Sen. Ron Johnson, R-Wis., Sunday blamed President Barack Obama’s decision not to commit U.S. troops to the fight against the Islamic State group for the failure of an anti-ISIS coalition to form.
Johnson, who chairs the Senate Homeland Security Committee, said on CNN’s “State of the Union” there will be no “coalition of the willing” without U.S. leadership. Democratic presidential candidate Sen. Bernie Sanders of Vermont, said, however, the fight to defeat the “barbaric” terrorist group is one for Muslim nations to handle.
Reacting to last week’s twin terror attacks in Brussels that killed more than 30 people and wounded hundreds more, Johnson declined to blame Belgian security services for failure to act. He noted though the goal is to prevent attacks, in a democratic society it is problematic to arrest individuals who have yet to commit a criminal act. He also said the sheer volume of hardened ISIS recruits flowing back into Europe has “overwhelmed” European security services.
“We need a more robust effort,” Johnson said. “We have not shown leadership.” He said the administration has not articulated a real strategy and blamed the rise of ISIS on the U.S. decision to pull out of Iraq.
“The coalition disintegrated. … ISIS was able to rise from the ashes,” Johnson said.
U.S. Secretary of State John Kerry said on CBS’s “Face the Nation” last week’s attacks created a new sense of urgency in dealing with ISIS, which presents an “existential threat” to Europe, Syria, Iraq, Jordan and Israel. Kerry said he sees the attacks in Europe as a way for ISIS to boost morale among its supporters as it is routed from areas of Syria and Iraq.
Kerry said he sees no way to destroy ISIS without an end to the civil war in Syria, which he said will never be over until President Bashar Assad steps down. He welcomed support from Russia in peace efforts.
“If Russia can help us — and right now it is … that is all in the strategic interests of the United States of America,” Kerry said.
Republican presidential candidate Donald Trump said on ABC’s “This Week” he predicted trouble in Belgium months ago and was ridiculed for it. “I’m the only one who predicted it,” he said, adding he called Brussels a “hellhole.”
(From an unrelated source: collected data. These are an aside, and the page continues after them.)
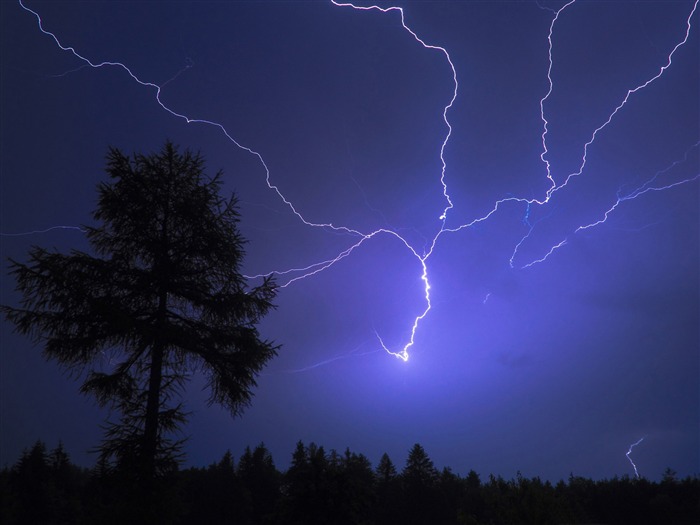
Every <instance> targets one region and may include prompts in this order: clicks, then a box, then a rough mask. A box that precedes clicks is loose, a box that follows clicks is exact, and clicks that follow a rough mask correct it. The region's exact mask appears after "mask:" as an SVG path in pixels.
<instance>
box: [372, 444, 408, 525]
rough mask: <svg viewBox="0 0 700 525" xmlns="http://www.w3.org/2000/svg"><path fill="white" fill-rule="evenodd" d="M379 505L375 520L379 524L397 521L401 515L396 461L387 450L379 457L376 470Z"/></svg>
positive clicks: (376, 479) (398, 486) (377, 508)
mask: <svg viewBox="0 0 700 525" xmlns="http://www.w3.org/2000/svg"><path fill="white" fill-rule="evenodd" d="M375 480H376V481H375V483H376V495H377V499H376V501H377V505H376V511H375V521H376V522H377V523H378V524H382V523H386V524H391V523H396V522H397V520H398V519H399V517H400V516H401V509H402V505H401V503H402V501H401V486H400V483H399V478H398V474H397V472H396V467H395V466H394V463H393V462H392V461H391V458H389V455H388V454H387V453H386V452H385V453H384V454H382V457H381V458H379V464H378V465H377V469H376V471H375Z"/></svg>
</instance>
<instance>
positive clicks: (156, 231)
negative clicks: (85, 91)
mask: <svg viewBox="0 0 700 525" xmlns="http://www.w3.org/2000/svg"><path fill="white" fill-rule="evenodd" d="M107 173H108V174H109V177H110V180H109V182H106V183H102V184H100V185H99V187H98V193H99V199H98V205H97V209H96V211H95V212H94V218H95V220H96V221H97V222H98V223H99V225H98V226H96V227H91V226H86V227H85V230H86V232H87V238H88V241H89V242H90V245H91V247H92V249H93V250H94V252H95V253H96V256H93V255H90V254H88V253H84V252H80V251H72V252H71V253H70V254H68V255H65V254H61V253H57V252H49V251H47V250H45V249H42V248H38V247H34V248H33V249H32V250H31V251H30V253H29V262H28V263H27V264H23V263H19V262H16V261H12V265H11V268H12V269H11V273H12V274H13V275H14V277H15V278H16V280H17V289H18V291H19V292H20V293H21V294H22V301H21V307H19V308H15V307H10V306H3V307H2V310H3V312H4V313H5V315H6V317H7V319H8V320H10V321H11V322H13V323H14V324H15V327H16V329H17V330H18V331H19V332H21V333H23V334H28V335H30V336H32V337H33V338H34V339H35V340H36V341H38V342H41V343H43V347H44V355H45V356H46V357H47V358H50V359H56V360H57V361H58V362H59V363H60V364H61V365H63V366H65V367H66V368H67V369H69V370H70V371H72V372H77V373H81V374H84V376H83V377H85V381H84V383H83V385H82V387H81V390H82V392H85V393H90V394H93V395H95V396H96V398H97V400H98V402H99V403H100V404H102V405H110V406H112V407H115V408H117V409H119V410H120V412H121V420H120V422H119V423H116V424H112V425H110V426H109V427H108V429H107V436H106V438H107V439H106V440H105V442H104V443H103V445H102V447H101V450H102V453H103V454H104V455H107V456H109V457H114V458H115V459H116V460H117V464H118V465H119V464H122V465H124V466H126V467H127V468H128V469H129V470H132V471H135V472H136V473H137V479H138V480H139V482H140V483H141V484H142V486H140V489H139V492H141V493H142V495H143V496H144V498H145V499H146V500H149V498H150V495H149V492H150V491H151V490H152V486H151V485H152V484H151V481H149V480H153V479H154V477H155V476H156V475H158V474H159V473H161V471H163V470H165V471H166V472H167V471H168V470H171V469H172V463H173V459H176V458H177V449H178V447H177V442H176V441H170V440H169V436H170V435H171V433H172V431H174V430H176V429H177V428H178V427H179V426H180V424H181V423H182V422H183V421H184V419H185V415H184V413H183V411H182V407H181V405H180V403H179V402H177V398H178V395H179V394H180V390H179V389H180V388H181V386H182V383H183V381H184V380H185V379H186V377H187V374H188V373H189V372H190V371H191V370H193V369H201V370H202V371H203V372H204V373H205V374H206V375H207V376H208V381H209V387H210V389H211V398H210V400H211V402H217V403H220V404H222V405H224V406H225V407H226V408H228V409H229V410H230V411H231V413H232V414H233V415H234V416H235V415H237V414H239V413H240V412H241V410H242V409H243V408H244V407H246V406H247V405H248V404H249V403H250V400H251V396H252V394H251V390H252V388H253V387H254V386H255V376H256V374H257V373H258V372H259V371H260V370H261V369H262V367H263V366H264V364H265V363H266V362H267V361H268V360H269V359H270V358H271V357H273V356H274V355H275V354H276V351H277V347H276V346H274V345H273V344H272V343H270V342H268V341H263V340H261V339H260V338H259V336H258V332H257V329H256V326H255V325H256V324H257V323H258V321H259V320H260V319H261V317H262V316H263V315H265V314H266V313H267V312H268V311H269V310H270V309H271V308H272V307H273V305H272V302H271V301H272V299H273V298H274V295H275V287H274V285H273V283H272V282H271V281H270V280H265V281H264V282H263V283H262V284H261V285H260V286H259V287H257V288H254V289H252V290H249V289H248V288H247V287H246V282H245V279H244V278H243V276H242V275H241V274H240V273H239V267H240V264H241V261H242V258H243V255H244V252H243V244H244V240H243V238H242V237H241V235H240V234H239V232H238V228H237V223H238V220H239V216H238V212H237V210H236V201H235V199H234V198H231V199H228V200H225V199H223V198H222V197H221V196H220V195H219V192H220V189H221V173H218V174H217V175H216V176H215V177H213V178H209V177H207V176H206V175H205V174H204V160H203V159H202V157H201V156H200V155H199V154H192V153H191V152H189V151H185V152H184V153H183V154H180V153H179V152H178V151H177V148H176V147H175V146H174V145H173V144H172V143H170V142H166V144H165V146H164V147H163V149H162V150H161V151H160V152H159V153H157V154H153V155H150V156H145V155H141V154H135V155H134V156H133V158H131V157H129V156H126V155H124V154H123V153H121V152H120V151H119V150H117V149H114V148H112V149H110V151H109V154H108V156H107ZM149 487H150V488H149ZM154 519H155V518H154Z"/></svg>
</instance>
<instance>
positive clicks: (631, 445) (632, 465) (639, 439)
mask: <svg viewBox="0 0 700 525" xmlns="http://www.w3.org/2000/svg"><path fill="white" fill-rule="evenodd" d="M644 437H646V436H644ZM644 437H641V438H639V440H638V441H637V442H635V443H632V444H631V445H630V448H629V450H627V453H626V454H625V456H627V459H628V460H629V462H630V463H631V464H632V468H633V469H634V475H635V477H636V478H637V479H639V472H638V471H637V465H635V464H634V461H632V458H631V457H630V454H631V453H632V449H633V448H634V447H636V446H637V445H639V444H640V443H641V442H642V441H644Z"/></svg>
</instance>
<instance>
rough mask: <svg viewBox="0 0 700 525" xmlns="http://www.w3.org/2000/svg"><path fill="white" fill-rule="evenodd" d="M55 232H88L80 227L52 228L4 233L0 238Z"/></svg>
mask: <svg viewBox="0 0 700 525" xmlns="http://www.w3.org/2000/svg"><path fill="white" fill-rule="evenodd" d="M54 230H76V231H79V232H82V233H85V232H86V230H84V229H83V228H81V227H80V226H51V227H50V228H46V229H44V230H33V231H30V232H20V233H2V232H0V236H2V237H25V236H27V235H37V234H40V233H48V232H50V231H54Z"/></svg>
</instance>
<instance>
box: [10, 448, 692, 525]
mask: <svg viewBox="0 0 700 525" xmlns="http://www.w3.org/2000/svg"><path fill="white" fill-rule="evenodd" d="M130 489H131V487H130V480H129V479H128V478H125V477H123V476H121V475H120V474H119V472H118V471H115V470H114V469H109V468H105V465H104V464H102V462H101V461H98V462H97V464H96V465H95V466H94V467H92V468H83V467H78V466H76V465H74V464H73V463H72V462H71V461H70V458H69V456H68V454H67V453H66V451H65V449H64V447H63V445H61V444H59V445H58V446H57V447H56V448H55V449H53V450H48V449H47V447H46V445H45V444H44V443H43V442H41V441H37V442H36V443H35V444H34V446H32V447H31V448H30V449H28V450H26V451H25V452H24V453H23V454H22V456H21V457H20V458H19V460H18V461H17V462H16V463H15V464H14V465H13V466H11V467H8V466H5V467H4V468H3V469H2V470H1V471H0V522H1V523H3V524H7V525H10V524H36V525H39V524H69V523H70V524H83V523H85V524H88V523H90V524H93V523H104V524H112V523H114V524H116V523H120V524H123V523H133V522H136V521H139V516H138V512H139V509H138V508H137V507H134V506H133V505H132V504H131V503H130V501H131V499H130V494H129V493H130ZM156 493H157V498H158V502H157V506H158V509H159V512H158V516H157V518H156V521H154V523H172V524H190V523H192V524H194V523H206V524H211V525H215V524H251V525H252V524H256V525H257V524H299V525H301V524H304V525H313V524H338V525H341V524H348V525H349V524H358V525H359V524H366V525H370V524H392V525H394V524H421V525H431V524H470V525H486V524H489V525H491V524H579V523H580V524H584V523H585V524H592V523H596V524H659V525H673V524H697V523H700V478H698V477H687V478H685V479H677V478H676V476H675V473H674V472H673V471H671V470H670V469H667V471H666V472H665V473H664V476H663V479H662V480H661V481H660V482H654V481H649V480H647V479H644V478H640V479H631V478H629V477H627V476H624V477H621V478H617V477H615V478H613V479H607V480H602V481H593V480H591V479H586V478H582V477H578V476H574V475H571V476H570V477H569V479H568V480H566V481H559V482H558V483H556V484H552V483H550V482H549V481H542V480H540V479H539V478H537V477H535V478H525V477H523V476H521V475H518V476H517V477H516V478H515V479H511V480H505V479H503V478H502V477H500V476H498V477H494V476H489V478H488V479H487V480H482V479H480V477H479V475H478V474H477V473H476V472H474V471H470V472H469V473H468V474H467V475H466V476H461V475H458V474H456V473H454V472H452V471H451V470H450V469H449V468H444V469H443V470H442V471H439V470H437V469H436V468H435V467H434V465H433V462H432V460H431V459H430V457H429V456H428V454H427V453H426V451H425V450H424V449H423V447H421V446H420V445H419V444H416V445H414V446H413V448H412V449H411V450H410V451H409V453H408V458H407V460H406V463H405V465H404V466H403V468H402V469H401V470H400V471H399V470H398V469H397V467H396V466H395V465H394V463H393V462H392V460H391V459H390V458H389V456H388V455H386V454H384V455H383V456H382V457H381V459H380V460H379V462H378V464H377V466H376V467H373V466H372V464H371V463H370V461H369V460H368V459H367V457H365V456H364V455H362V454H358V453H355V452H351V451H350V450H346V451H345V452H343V453H338V452H336V451H335V450H330V451H328V452H327V451H326V450H325V449H324V448H323V447H322V446H317V445H315V444H314V443H310V444H308V445H304V444H303V443H301V442H299V443H298V444H297V446H296V449H295V450H294V452H293V454H292V458H291V463H290V466H289V468H288V469H287V470H286V471H280V470H279V469H278V468H277V467H276V466H275V464H274V462H273V459H272V456H271V454H270V452H269V451H268V450H267V449H266V448H265V446H264V445H263V444H260V445H258V446H257V447H255V448H254V449H250V448H246V449H245V451H244V452H243V454H242V455H241V456H240V457H239V458H238V459H237V460H234V457H233V455H232V454H231V453H230V452H226V453H225V454H224V455H223V456H222V458H221V459H220V460H219V461H218V462H216V463H213V464H211V465H209V466H208V467H203V468H197V467H190V468H181V469H176V470H173V471H171V472H169V473H168V474H167V476H164V477H162V478H160V479H159V482H158V486H157V492H156Z"/></svg>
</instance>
“I don’t think America is a safe place for Americans. I don’t think Europe is a safe place,” the real estate mogul said.
Trump called the NATO alliance obsolete and said it should be revamped to fight terrorism or dissolved. And despite his tough rhetoric on Muslims, he said he would not support internment camps in America.
Trump rival Ted Cruz said Trump’s position is wrong. He said NATO has been one of the most successful alliances in history and pulling out would be a mistake.
Johnson rejected the possibility of closing the Guantanamo Bay prison camp on Cuba, saying the country needs a facility where captured terrorists can be kept long term and interrogated over a long period of time.
Sanders said, however, the fight is not solely America’s.
“I agree with King Abdullah of Jordan: The fight is for the soul of Islam. The real battle has to be fought on the ground by Muslim nations,” Sanders said, adding ISIS is on the defensive having lost as much as 40 percent of the territory it once controlled in Iraq. He said efforts must be increased to keep young people from joining the terrorist group.
Republican presidential hopeful John Kasich on NBC’s “Meet the Press” criticized Obama for not returning home from his historic trip to Cuba after the Brussels attacks.
Kerry disagreed, saying terrorists do not set the president’s schedule.
“I wouldn’t have gone to a baseball game in Cuba. I would have come home,” the Ohio governor said, adding that though the president should overreact to situations, he shouldn’t underreact either.